Dark/Light Mode

Pengamat Ajak Publik Kritisi Terus Putusan MK Soal Syarat Capres-Cawapres

Minggu, 22 Oktober 2023 15:10 WIB
Diskusi Lembaga Gogo Bangun Negeri (GBN) bertajuk Keputusan MK, Adil Untuk Siapa di Pasar Minggu, Jakarta Selatan, Sabtu (21/10). (Foto: Istimewa)
Diskusi Lembaga Gogo Bangun Negeri (GBN) bertajuk Keputusan MK, Adil Untuk Siapa di Pasar Minggu, Jakarta Selatan, Sabtu (21/10). (Foto: Istimewa)

RM.id  Rakyat Merdeka - Komunikolog Indonesia, Emrus Sihombing mengajak masyarakat memberikan pemikiran kritis terhadap putusan Mahkamah Konstitusi (MK) ihwal diizinkannya kepala daerah menjadi kontestan Pilpres, sekalipun belum cukup umur.

"Kita menang berkewajiban menghargai putusan MK. Sebab, keputusan bersifat final dan mengikat," kata Emrus, di acara diskusi Lembaga Gogo Bangun Negeri (GBN) bertajuk Keputusan MK, Adil Untuk Siapa di Pasar Minggu, Jakarta Selatan, Sabtu (21/10).

Secara teknis, Emrus menilai awal putusan MK menetapkan usia minimalis 40 tahun sesuai dengan Undang-undang yang berlaku. Namun, selanjutnya MK justru menimbulkan keprihatinan berbagai kalangan.

Pemakaian kata “atau” untuk kepala daerah bisa menjadi calon presiden dan wakil presiden, sekalipun usianya di bawah 40 tahun, membuat putusan MK bertentangan dengan azas keadilan.

"Artinya apa? MK memberikan suatu privilege terhadap kepala daerah untuk menjadi calon presiden/wakil presiden sekalipun umurnya di bawah 40 tahun. Keputusan ini tidak sejalan dengan dasar negara kita, Pancasila, sila kelima," katanya.

Baca juga : KOBAR: Jangan Pake Kacamata Kuda Kritisi Putusan MK Soal Batas Usia Cawapres

Emrus mengusulkan lima saran mengakhiri wacana yang tidak produktif terkait keputusan MK tertanggal 16 0ktober 2023.

Pertama, presiden mengeluarkan Perppu agar siapapun yang menjadi Calon Presiden atau Wakil Presiden, tanpa memandang jabatan dan latarbelakang pengabdian untuk bangsa dan negara, usia disamakan minimal 40 tahun.

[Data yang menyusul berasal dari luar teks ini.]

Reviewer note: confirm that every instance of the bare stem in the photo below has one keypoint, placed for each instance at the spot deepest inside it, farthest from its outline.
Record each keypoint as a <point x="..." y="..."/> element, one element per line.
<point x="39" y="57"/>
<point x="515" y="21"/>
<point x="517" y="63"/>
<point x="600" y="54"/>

Kedua, Emrus mengusulkan DPR dan Pemerintah segera mengubah UU yang mengatur usia minimum 40 tahun menjadi Calon Presiden/Wakil Presiden.

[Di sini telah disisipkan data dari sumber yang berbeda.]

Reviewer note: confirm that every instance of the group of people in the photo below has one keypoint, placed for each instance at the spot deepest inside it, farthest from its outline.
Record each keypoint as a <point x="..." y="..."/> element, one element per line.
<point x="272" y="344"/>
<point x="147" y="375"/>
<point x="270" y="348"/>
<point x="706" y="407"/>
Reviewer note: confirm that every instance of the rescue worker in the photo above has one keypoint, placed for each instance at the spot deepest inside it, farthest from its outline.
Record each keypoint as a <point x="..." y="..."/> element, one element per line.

"Namun, saya menyadari, karena kepentingan pragmatis bukan ideologis, partai yang diuntungkan dengan keputusan MK kemungkinan besar tidak setuju atau melakukan politik waktu, dengan mengulur-ulur waktu. Karenanya, usul kedua ini cenderung tidak terwujud," sebut Emrus.

Ketiga, perlu dibentuk Komisi Pengawasan Hakim MK. Komisi ini berwenang bertindak ketika hakim MK melakukan tugas tidak sesuai dengan kewajibannya menurut UU. Termasuk, memecat hakim. Sebab, hakim itu tetap manusia yang bisa melakukan penyimpangan.

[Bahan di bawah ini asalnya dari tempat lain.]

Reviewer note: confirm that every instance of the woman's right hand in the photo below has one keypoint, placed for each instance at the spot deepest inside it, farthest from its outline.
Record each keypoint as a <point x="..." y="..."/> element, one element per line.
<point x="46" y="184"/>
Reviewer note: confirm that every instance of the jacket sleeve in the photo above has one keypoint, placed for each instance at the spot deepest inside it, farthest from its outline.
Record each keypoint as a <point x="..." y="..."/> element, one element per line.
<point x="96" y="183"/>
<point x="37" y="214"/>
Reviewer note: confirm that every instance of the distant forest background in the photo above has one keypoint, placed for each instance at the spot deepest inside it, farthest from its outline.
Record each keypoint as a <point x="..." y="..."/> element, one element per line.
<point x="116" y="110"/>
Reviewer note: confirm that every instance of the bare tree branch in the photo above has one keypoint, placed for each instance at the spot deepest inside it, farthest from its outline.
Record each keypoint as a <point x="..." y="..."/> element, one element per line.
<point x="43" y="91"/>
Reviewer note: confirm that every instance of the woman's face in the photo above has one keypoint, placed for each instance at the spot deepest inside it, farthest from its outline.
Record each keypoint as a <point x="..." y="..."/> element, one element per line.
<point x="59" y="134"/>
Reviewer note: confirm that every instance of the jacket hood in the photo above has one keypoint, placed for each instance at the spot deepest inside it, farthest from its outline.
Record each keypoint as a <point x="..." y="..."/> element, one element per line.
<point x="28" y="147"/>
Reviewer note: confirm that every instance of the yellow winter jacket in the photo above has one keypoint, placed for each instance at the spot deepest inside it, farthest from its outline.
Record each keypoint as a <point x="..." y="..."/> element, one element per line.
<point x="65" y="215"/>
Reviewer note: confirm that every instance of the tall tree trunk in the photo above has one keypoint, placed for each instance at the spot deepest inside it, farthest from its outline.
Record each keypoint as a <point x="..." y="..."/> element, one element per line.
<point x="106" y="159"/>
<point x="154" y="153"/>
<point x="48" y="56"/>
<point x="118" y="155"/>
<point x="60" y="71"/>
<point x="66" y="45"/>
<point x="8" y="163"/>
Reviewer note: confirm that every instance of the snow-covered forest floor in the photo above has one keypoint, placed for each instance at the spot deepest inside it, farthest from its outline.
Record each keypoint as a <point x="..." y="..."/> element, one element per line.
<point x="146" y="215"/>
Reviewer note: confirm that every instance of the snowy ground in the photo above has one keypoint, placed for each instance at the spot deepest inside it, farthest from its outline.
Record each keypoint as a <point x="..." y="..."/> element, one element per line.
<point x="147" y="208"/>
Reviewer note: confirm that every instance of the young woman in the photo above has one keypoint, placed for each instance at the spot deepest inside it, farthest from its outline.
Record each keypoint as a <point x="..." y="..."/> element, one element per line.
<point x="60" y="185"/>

Baca juga : RSPAD Kerahkan 50 Dokter Untuk Periksa Kesehatan Capres-Cawapres

Keempat, perlu direvisi penyebutan hakim sebagai yang “mulia”. Sebab, hanya Tuhan yang pantas disebut yang mulia.

Kelima, para hakim perlu proaktif mengusulkan agar mereka tidak perlu disebut yang “mulia”, cukup dengan sebutan Ibu atau Bapak hakim.

Advokat dan koordinator Pembela Demokrasi Indonesia (TPDI), Petrus Selestinus berpendapat keputusan mk itu berpotensi melanggar konstitusi dan UU Nomor 48 Tahun 2009 Tentang Kekuasaan Kehakiman.

Tepatnya, di Pasal 17 ayat 3,4, dan ayat 5, sehingga berdasarkan ketentuan pasal 17 ayat 6 dan ayat 7 UU Nomor 48 Tahun 2009, putusan MK itu menjadi tidak sah dengan segala akibat hukumnya.

"Jika Gibran Rakabuming dipasangkan sebagai Capres atau Cawapres, dengan menggunakan putusan MK Nomor 90/PUU-XXI/2023, maka akan berpotensi digugat karena menggunakan putusan MK yang boleh jadi tidak sah," ujar Petrus.

Baca juga : Pengamat: Ketua KPK Firli Bahuri Harus Jadi Teladan Aparat Penegak Hukum

Sementara, Juru Bicara Tim Pemenangan Nasional (TPN) Ganjar-Mahfud, Tama S. Langkun berkelakar bahwa putusan ini tidak untuk orang muda.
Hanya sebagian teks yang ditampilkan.